3. Key Contributions

1. Methodology for Test-Driven Compilation: Formalizes the conversion of product requirements into behavioral tests and the iterative prompt refinement loop, decomposing the process into explicit roles (TestSmith, PromptSmith, MutationSmith).
2. Anti-Gaming Mechanisms: Introduces a triad of defenses (hidden splits, semantic mutation testing, and spec evolution) specifically designed to mitigate specification gaming in prompt optimization.
3. SpecSuite-Core Benchmark: A new benchmark consisting of four deeply specified agents (SupportOps, DataInsights, IncidentRunbook, ExpenseGuard). Unlike existing benchmarks that evaluate pre-built agents, SpecSuite-Core evaluates the workflow (Spec $\to$ Tests $\to$ Compilation $\to$ Regression).
4. Reference Implementation: An open-source repository providing the full pipeline using standard tools (pytest, Docker, Claude Code SDK), demonstrating that the entire artifact generation can be automated from a spec alone.

4. Experimental Results

The authors evaluated TDAD on SpecSuite-Core across 24 independent trials (4 specs $\times$ 2 versions $\times$ 3 trials) using Claude Sonnet 4.5.

• Compilation Success:
  • v1: 92% success rate (11/12 runs).
  • v2: 58% success rate (7/12 runs). Failures were often due to conflicting test expectations or iteration budget limits, but most failed runs achieved >95% visible pass rates before stopping.
• Generalization (Hidden Pass Rate - HPR):
  • v1: 97.3% mean HPR.
  • v2: 77.7% mean HPR.
• Test Quality (Mutation Score - MS):
  • v1: 86–100% (Two specific failure modes survived in v1, which were closed in v2).
  • v2: 100% across all successful runs, indicating the test suite successfully detected all injected faults.
• Regression Safety (SURS):
  • 97.2% mean score, demonstrating that adding new features (v2) rarely broke existing behaviors.
• Cost & Efficiency:
  • Average cost per spec version: $2–3 (API costs).
  • Average iterations: 2–4 outer loops.
  • Wall-clock time: ~30–60 minutes per spec version.

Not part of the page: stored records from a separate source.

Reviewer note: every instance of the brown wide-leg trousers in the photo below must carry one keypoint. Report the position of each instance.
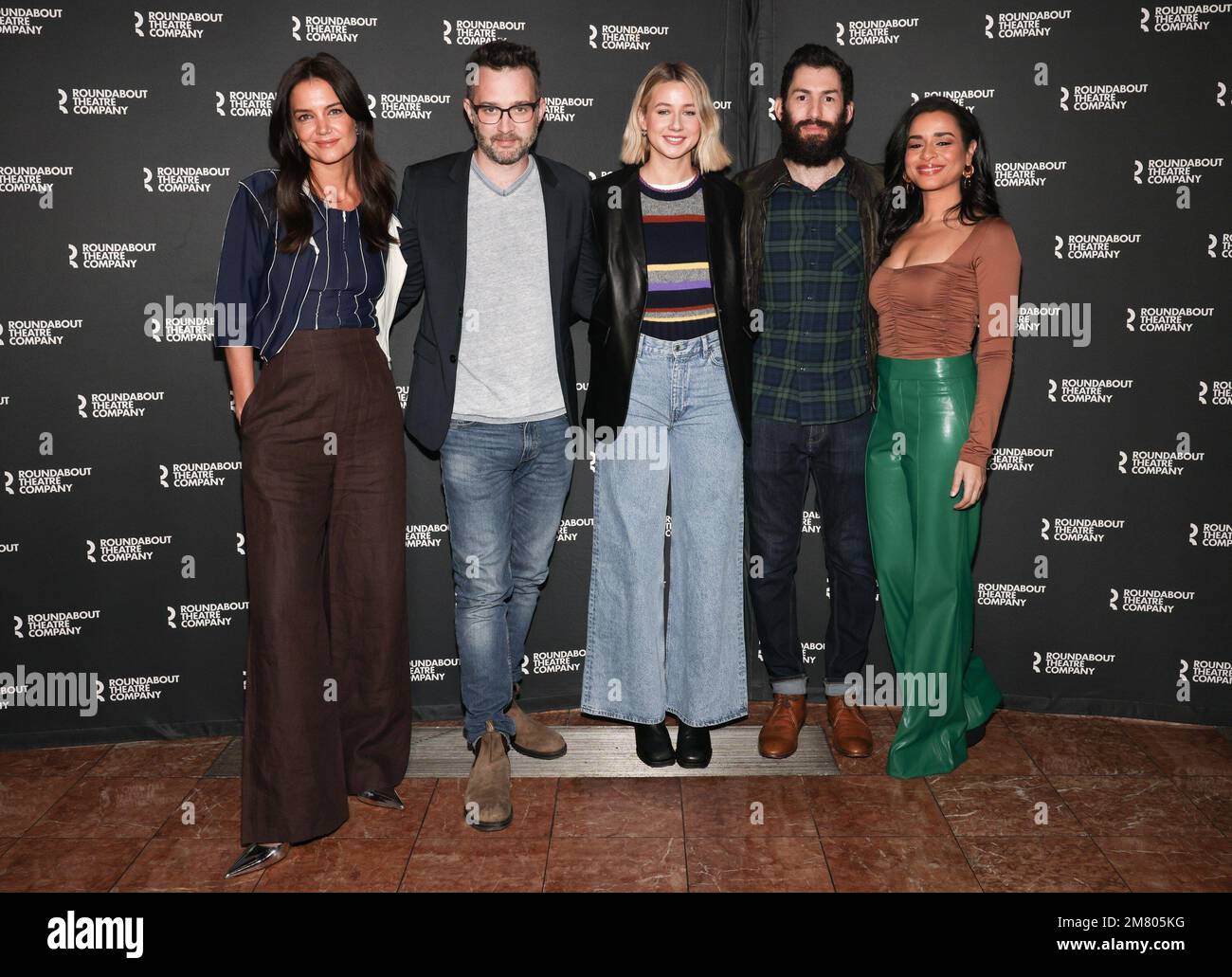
(327, 709)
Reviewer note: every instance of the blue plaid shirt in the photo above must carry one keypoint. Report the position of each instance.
(809, 366)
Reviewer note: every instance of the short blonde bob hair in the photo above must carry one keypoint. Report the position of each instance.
(709, 154)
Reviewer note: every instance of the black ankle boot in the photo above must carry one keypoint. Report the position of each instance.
(653, 744)
(693, 746)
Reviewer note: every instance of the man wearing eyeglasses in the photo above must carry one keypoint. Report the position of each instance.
(498, 242)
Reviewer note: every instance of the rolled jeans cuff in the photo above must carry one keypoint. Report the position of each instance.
(789, 686)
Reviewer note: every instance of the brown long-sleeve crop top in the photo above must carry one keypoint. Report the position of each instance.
(935, 309)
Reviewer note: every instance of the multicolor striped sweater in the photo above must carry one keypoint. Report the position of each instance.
(679, 302)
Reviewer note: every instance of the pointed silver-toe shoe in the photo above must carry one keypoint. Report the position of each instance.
(258, 857)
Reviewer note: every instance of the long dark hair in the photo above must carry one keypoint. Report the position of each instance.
(373, 176)
(978, 196)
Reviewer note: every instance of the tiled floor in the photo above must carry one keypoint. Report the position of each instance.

5. Significance and Impact

• Engineering Discipline for Agents: TDAD shifts agent development from "trial-and-error" prompting to a rigorous, test-driven engineering discipline similar to traditional software development.
• Production Readiness: By quantifying regression safety and generalization through hidden tests and mutation scores, TDAD provides the measurable compliance metrics necessary for deploying agents in high-stakes environments.
• Scalability: The framework demonstrates that complex, multi-turn agent workflows with strict policy constraints can be compiled automatically with high reliability and low cost.
• Open Benchmark: The release of SpecSuite-Core and the full pipeline code allows the community to reproduce results and further develop agent compilation workflows, moving beyond static agent benchmarks to dynamic workflow evaluation.

In conclusion, TDAD establishes that treating agent prompts as compiled artifacts, guarded by hidden tests and mutation analysis, is a viable and necessary path for deploying reliable, tool-using AI agents in production.